If there are more houses built than people who want to live in the city, housing will be affordable for everybody, because an unhoused worker will just buy the vacant unit next door for less if a developer tries to gouge them.

The reason new construction never works like this is because developers only build housing when there's already a severe shortage of housing in the metro area. They respond to price signals, and the price only starts going up when you have multiple bidders bidding for the same home. And why wouldn't they? If they built housing in places that already had an abundance of housing, they're making an economically foolish choice and will go bankrupt. When you observe that developers never build affordable housing, you're observing the effect of selection bias: in a region where there are enough houses for everyone and hence they're affordable to the average worker, developers aren't going to build even more new houses.

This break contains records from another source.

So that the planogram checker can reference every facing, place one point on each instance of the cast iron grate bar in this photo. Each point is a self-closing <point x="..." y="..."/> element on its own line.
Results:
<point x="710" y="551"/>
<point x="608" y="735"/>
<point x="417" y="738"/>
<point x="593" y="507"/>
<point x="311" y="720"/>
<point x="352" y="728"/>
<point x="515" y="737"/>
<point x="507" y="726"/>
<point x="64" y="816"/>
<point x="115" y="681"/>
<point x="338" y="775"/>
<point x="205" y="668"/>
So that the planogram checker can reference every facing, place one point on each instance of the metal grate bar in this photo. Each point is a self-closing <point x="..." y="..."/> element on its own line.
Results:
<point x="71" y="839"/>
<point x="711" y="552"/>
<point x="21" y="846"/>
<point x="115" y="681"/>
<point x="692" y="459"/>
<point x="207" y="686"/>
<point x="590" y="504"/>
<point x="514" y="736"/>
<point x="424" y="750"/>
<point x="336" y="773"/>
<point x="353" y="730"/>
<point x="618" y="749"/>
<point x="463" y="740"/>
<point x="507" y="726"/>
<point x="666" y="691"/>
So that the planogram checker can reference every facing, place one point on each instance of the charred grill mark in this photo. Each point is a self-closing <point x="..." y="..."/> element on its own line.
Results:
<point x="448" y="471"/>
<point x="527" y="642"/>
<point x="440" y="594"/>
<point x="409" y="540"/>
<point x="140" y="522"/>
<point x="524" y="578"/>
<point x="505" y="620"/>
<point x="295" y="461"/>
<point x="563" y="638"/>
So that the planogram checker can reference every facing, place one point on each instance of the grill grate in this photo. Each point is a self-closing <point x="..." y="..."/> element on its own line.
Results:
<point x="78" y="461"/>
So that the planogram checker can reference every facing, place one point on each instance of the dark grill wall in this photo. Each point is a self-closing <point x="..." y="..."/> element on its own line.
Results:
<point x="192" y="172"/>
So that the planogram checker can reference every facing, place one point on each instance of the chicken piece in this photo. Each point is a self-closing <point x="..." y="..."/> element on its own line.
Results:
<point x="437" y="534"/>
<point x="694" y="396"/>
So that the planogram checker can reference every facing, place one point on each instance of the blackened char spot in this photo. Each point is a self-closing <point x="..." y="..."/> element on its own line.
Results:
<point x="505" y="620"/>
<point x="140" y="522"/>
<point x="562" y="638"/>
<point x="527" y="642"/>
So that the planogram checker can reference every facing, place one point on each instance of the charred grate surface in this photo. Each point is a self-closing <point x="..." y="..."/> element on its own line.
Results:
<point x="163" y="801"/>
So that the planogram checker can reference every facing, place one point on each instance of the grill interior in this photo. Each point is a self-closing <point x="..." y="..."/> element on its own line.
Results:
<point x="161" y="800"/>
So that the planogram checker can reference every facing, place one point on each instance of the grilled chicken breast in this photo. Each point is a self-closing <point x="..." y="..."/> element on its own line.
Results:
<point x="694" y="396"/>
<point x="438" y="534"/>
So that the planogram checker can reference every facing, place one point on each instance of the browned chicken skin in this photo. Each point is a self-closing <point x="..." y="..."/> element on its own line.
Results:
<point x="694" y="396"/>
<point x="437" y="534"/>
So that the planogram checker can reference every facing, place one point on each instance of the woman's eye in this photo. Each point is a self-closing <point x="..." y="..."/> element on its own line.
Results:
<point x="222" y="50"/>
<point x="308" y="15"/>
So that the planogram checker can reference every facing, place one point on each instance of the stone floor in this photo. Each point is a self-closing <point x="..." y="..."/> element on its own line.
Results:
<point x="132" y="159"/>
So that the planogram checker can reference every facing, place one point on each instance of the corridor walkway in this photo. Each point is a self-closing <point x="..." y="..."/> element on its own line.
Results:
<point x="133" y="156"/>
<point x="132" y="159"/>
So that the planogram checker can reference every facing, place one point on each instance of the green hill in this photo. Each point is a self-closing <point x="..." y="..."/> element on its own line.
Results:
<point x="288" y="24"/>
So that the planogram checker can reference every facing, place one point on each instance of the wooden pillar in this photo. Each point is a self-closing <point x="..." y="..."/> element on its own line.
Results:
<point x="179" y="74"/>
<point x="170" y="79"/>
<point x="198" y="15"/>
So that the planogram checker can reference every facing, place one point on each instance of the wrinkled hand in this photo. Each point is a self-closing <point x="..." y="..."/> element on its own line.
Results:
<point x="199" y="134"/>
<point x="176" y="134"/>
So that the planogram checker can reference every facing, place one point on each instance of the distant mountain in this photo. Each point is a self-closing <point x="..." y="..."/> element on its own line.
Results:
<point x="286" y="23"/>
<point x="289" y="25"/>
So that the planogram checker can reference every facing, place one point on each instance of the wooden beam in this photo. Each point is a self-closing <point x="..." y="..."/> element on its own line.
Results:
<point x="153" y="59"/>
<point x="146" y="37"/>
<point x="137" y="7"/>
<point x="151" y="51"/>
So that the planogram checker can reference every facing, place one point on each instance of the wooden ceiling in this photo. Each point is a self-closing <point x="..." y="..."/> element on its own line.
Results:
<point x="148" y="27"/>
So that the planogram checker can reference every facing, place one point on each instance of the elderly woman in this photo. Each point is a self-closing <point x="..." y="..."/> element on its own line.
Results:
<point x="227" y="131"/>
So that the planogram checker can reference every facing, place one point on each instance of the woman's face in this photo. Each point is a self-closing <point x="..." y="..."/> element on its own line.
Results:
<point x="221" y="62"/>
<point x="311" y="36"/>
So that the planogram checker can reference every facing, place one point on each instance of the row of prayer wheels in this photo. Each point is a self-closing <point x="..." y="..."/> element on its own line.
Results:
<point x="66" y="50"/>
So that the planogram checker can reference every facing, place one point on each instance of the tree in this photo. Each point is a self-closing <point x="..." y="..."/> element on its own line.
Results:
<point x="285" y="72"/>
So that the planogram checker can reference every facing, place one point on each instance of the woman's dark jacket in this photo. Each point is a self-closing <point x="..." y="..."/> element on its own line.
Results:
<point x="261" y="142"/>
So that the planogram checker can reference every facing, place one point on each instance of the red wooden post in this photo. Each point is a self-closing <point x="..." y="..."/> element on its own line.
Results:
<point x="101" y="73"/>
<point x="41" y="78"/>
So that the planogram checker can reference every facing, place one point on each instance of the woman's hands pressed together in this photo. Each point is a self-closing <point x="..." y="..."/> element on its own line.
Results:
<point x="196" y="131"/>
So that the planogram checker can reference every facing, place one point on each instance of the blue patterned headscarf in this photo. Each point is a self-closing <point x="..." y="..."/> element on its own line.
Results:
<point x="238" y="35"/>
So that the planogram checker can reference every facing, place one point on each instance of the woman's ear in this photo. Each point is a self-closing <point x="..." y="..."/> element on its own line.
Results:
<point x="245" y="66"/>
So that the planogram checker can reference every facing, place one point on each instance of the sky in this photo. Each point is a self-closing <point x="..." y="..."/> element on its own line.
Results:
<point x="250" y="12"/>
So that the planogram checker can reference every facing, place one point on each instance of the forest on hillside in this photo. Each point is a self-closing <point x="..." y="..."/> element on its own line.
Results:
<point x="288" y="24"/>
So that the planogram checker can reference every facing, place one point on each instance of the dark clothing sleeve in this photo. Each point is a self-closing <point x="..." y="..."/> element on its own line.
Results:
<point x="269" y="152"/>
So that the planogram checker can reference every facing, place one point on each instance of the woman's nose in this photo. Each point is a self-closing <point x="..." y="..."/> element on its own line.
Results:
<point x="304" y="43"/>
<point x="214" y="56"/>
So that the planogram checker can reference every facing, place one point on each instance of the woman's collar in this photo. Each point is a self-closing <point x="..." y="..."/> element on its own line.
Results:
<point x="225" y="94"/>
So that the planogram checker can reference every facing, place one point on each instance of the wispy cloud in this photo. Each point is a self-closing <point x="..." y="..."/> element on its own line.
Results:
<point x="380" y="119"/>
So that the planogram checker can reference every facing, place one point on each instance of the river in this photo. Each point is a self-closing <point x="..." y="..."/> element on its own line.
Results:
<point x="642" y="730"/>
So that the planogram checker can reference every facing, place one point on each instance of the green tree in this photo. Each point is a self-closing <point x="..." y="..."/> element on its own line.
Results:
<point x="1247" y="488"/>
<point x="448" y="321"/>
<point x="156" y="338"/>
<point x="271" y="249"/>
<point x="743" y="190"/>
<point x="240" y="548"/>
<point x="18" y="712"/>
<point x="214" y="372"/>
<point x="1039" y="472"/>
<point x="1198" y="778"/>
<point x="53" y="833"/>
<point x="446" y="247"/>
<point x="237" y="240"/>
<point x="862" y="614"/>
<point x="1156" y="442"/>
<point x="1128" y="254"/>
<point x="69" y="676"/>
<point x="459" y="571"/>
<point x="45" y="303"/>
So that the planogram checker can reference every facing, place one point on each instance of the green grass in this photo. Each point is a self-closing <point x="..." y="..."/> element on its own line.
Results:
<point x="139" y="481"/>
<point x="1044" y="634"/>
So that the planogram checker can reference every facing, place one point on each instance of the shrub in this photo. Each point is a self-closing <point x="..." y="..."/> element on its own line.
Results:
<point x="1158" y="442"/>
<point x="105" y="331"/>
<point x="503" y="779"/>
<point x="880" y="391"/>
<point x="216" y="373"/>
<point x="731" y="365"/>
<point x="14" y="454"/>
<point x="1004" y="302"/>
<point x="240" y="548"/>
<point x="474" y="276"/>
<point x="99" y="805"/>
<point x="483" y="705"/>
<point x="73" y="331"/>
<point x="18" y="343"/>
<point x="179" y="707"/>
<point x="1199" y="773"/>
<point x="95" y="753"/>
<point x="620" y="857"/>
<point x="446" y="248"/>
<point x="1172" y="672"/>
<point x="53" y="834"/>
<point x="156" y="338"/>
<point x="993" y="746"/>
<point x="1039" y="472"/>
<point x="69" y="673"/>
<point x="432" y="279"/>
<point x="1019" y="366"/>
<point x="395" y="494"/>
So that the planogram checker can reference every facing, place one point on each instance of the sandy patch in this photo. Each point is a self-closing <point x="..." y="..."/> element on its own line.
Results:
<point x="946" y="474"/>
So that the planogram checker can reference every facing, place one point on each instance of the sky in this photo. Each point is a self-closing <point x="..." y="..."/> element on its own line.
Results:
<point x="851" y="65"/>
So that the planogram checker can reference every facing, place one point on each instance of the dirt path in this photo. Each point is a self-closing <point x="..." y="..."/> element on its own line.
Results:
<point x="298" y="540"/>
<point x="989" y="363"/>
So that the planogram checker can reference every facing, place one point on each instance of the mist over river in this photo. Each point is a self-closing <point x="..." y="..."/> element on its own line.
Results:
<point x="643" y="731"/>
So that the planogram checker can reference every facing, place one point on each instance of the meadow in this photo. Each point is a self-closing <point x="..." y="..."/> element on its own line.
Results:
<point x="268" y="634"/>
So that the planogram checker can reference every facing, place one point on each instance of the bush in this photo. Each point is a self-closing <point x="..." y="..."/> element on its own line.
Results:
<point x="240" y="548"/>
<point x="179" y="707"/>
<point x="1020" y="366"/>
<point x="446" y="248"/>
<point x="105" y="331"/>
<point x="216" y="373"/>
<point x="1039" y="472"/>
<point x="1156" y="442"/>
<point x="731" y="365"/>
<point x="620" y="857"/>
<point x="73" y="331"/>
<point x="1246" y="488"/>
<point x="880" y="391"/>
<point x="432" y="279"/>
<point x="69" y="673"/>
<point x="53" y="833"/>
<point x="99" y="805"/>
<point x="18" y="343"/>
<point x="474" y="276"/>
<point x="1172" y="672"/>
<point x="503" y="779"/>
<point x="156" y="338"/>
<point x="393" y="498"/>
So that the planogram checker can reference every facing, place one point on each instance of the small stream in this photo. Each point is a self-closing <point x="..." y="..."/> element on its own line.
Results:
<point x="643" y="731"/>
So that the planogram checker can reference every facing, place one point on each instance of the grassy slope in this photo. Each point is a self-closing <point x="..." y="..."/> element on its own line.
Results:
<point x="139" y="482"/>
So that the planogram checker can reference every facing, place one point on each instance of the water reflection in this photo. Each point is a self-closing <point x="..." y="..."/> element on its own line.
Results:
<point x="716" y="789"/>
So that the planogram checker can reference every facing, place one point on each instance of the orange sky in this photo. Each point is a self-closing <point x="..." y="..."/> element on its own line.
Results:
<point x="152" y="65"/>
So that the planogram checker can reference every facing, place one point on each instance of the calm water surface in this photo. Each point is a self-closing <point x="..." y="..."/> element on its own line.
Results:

You can observe this throughout the Rust Belt: there are more homes than people, so prices are very affordable, but developers would need to be insane to build even more houses (outside of specific neighborhoods or suburbs that are locally hot). Also when you get a macroeconomic crash in the middle of a housing boom: the houses get completed, they sell for dimes on the dollar, but nobody has jobs anymore so they can't afford to buy them,

I don't think that's necessarily true.

Raw cost of housing is essentially the cost of the land + the cost of the building.

In established cites the cost of land is high and developers tend to build expensive buildings on that land. Low-income workers than move to older buildings as they're cheaper (expensive land, cheap building).

In a new greenfield city the land will be very cheap (for whoever established the city) so that can keep the cost of housing down (cheap land, expensive building).